Ja jexdziłem z Robertem Piegzą z OES KRaków i było świetnie. dużym plusem było dla mnie to, że na egzainie miałem ten sam motor co na jazdach.

2012-10-24 22:18:30 Darek Automaniak

Dzieki za reklame :) nie wiem dlaczego łgarz i krętacz i oszust ? Pewnie znowu konkurencja :) szkoda ze nikt sie nie podpisze :))))) pozdr Darek

2012-10-24 12:37:56 akzseinga

Na pewno nie AUTOMANIAK !!!
OSZUST, ŁGARZ i KRETACZ. a jakoś usług tragiczna !!!

2010-08-18 12:01:05 Sikorka

Moim instruktorem był czynny zapaleniec (od wielu wielu lat)motocykli człowiek śmigający na R1 i wierzcie mi ma długoletnie doświadczenie którym nigdy się nie przechwalał. Nauka i rady od niego były bezcenne!!! dostałam wiele razy mówiąc wprost "zjebę" za błędy jakie popełniałam -jak każdy uczący się ale teraz z tego się śmieję bo wiem że zasłużyłam:) Wpis jest jak najbardziej prawdą i zawiera dobre rady których ja akurat już nie potrzebuję ale miło było poczytać:) pozdrawiam

2010-02-16 15:55:49 Fx

Automaniak: Oczywiscie!

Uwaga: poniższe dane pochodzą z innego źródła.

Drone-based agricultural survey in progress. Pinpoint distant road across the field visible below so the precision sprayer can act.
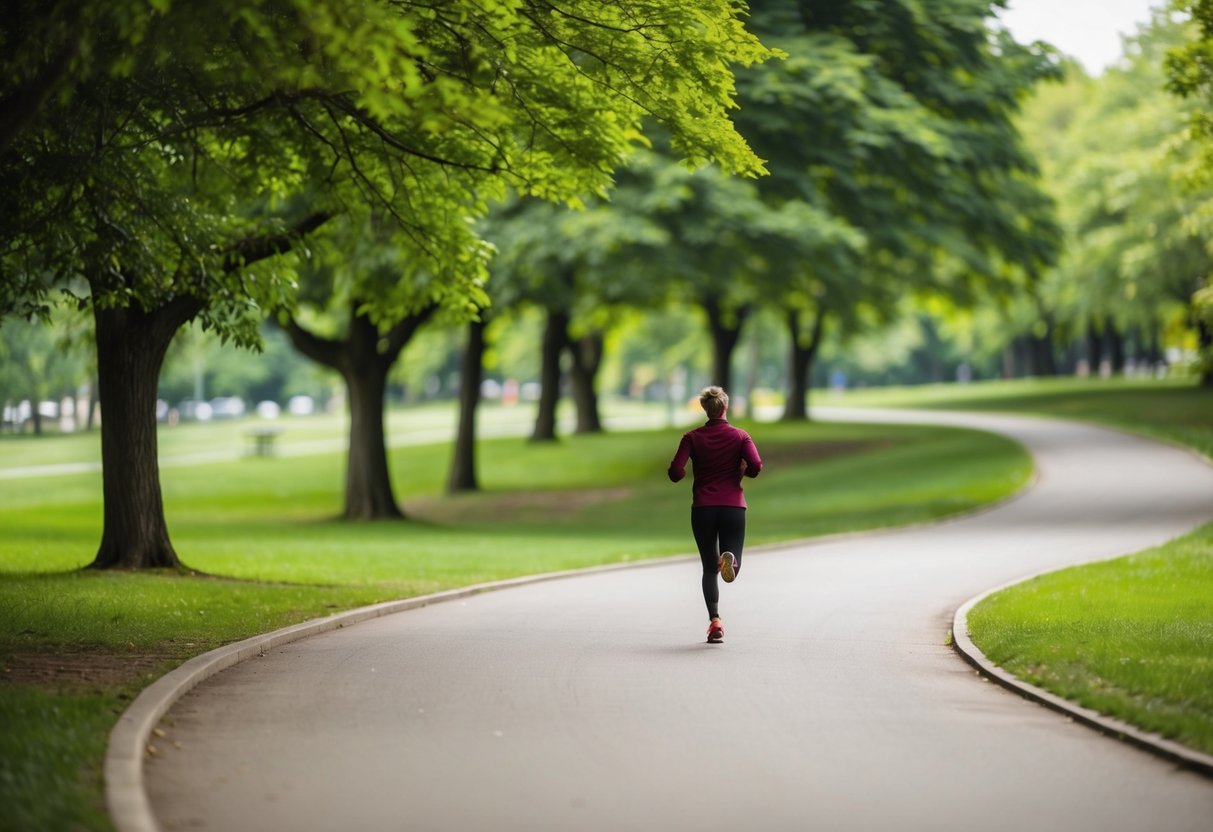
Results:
[147,411,1213,832]
[0,410,697,480]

Byc moze z powodu nieznajomosci innych torow, ale w planach mialem wlasnie Poznan. Wiem, ze tor macie dobry (i znany).

Zanim tam jednak trafie, powinienem troche posmigac po Wawie, gdzie nauczylem sie jezdzic, oraz gdzie smigalem moim malenstwem zKYMCzOnym w koreczkach ;)

Dojazd na tor na lawetce nie wchodzi w rachube ;)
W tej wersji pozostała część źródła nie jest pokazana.